Opgemerkt: Hoorde laatst een predikant beweren (YouTube, Herauten) dat er in de gedoopte gemeente waar hij voor preekte nog tal van onwedergeboren mensen te vinden zouden zijn. En hij hield hen voor dat ze zichzelf niet wedergeboren konden laten worden, maar dat het er desondanks toch wel (een keer) van komen moest door geloof en bekering. Wat ben je dan gelukkig wanneer je op grond van Gods Woord weten mag dat de Doop het bad der wedergeboorte is. Bij de Doop is bevestigd dat ook aan mij de Heilige Geest geschonken is en ook altijd weer geschonken wordt op het gebed. Hij is het die de wedergeboorte werkt in ons leven. En de wedergeboorte dat is en blijft een geloofsstuk vanaf onze Doop tot aan ons sterfbed (of tot aan de wederkomst). En ons geloof – een vast vertrouwen dat God ook mij om Christus’ wil genadig is – dat onderhouden we door het trouw gebruik van alle middelen – dus ook het Avondmaal meevieren in Zijn gemeente! – die God ons daartoe geschonken heeft.
De predikant noemde de wedergeboorte van een mens ook nog een groter wonder dan de schepping zelf. Wij geloven dat we in Christus Jezus een nieuwe schepping zijn (Galaten 6 : 14-17) en wij zullen (pas) bij de wederkomst in een ondeelbaar ogenblik aan Zijn verheerlijkt lichaam gelijkvormig worden: zie 1 Korintiërs 15 : 50-57 en Filippenzen 3 : 21.

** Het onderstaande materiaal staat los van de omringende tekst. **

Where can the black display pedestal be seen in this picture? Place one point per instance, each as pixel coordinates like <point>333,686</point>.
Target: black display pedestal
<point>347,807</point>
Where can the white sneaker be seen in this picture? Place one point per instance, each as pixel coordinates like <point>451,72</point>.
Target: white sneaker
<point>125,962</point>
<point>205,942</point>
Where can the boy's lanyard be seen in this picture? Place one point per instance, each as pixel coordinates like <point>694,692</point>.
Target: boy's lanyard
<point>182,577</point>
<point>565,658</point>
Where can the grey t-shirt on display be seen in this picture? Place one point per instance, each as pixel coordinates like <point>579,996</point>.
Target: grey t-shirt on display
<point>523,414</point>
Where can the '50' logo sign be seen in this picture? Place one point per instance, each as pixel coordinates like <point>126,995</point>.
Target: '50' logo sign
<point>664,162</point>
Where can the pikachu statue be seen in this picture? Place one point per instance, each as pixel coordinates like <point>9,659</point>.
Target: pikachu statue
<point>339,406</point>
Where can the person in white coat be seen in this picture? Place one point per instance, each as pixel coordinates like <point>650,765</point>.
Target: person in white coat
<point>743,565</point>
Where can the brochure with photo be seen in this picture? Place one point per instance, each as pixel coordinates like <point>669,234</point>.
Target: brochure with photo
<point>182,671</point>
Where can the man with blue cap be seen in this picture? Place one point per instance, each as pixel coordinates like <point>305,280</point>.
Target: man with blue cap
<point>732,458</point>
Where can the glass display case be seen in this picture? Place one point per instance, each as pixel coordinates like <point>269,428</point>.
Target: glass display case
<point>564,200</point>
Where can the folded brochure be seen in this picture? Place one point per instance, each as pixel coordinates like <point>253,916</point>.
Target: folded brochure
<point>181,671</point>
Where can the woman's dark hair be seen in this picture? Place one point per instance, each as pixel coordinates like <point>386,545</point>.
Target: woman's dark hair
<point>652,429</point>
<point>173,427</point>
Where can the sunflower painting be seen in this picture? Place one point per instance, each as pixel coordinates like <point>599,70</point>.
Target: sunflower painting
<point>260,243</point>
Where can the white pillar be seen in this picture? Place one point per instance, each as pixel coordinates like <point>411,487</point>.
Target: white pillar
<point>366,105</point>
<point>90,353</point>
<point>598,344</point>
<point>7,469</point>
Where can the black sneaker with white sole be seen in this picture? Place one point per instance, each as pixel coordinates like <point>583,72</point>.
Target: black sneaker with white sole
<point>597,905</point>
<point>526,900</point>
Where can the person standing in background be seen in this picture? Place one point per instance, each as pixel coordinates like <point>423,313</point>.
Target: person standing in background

Maar wij hebben ons burgerrecht in de hemel, en van daar verwachten wij onze Redder, de Heer Jezus Christus. Met de kracht waarmee Hij in staat is alles aan Zich te onderwerpen, zal Hij ons armzalig lichaam gelijk maken aan Zijn verheerlijkt lichaam.’ (Uit Filippenzen 3 : 20-21)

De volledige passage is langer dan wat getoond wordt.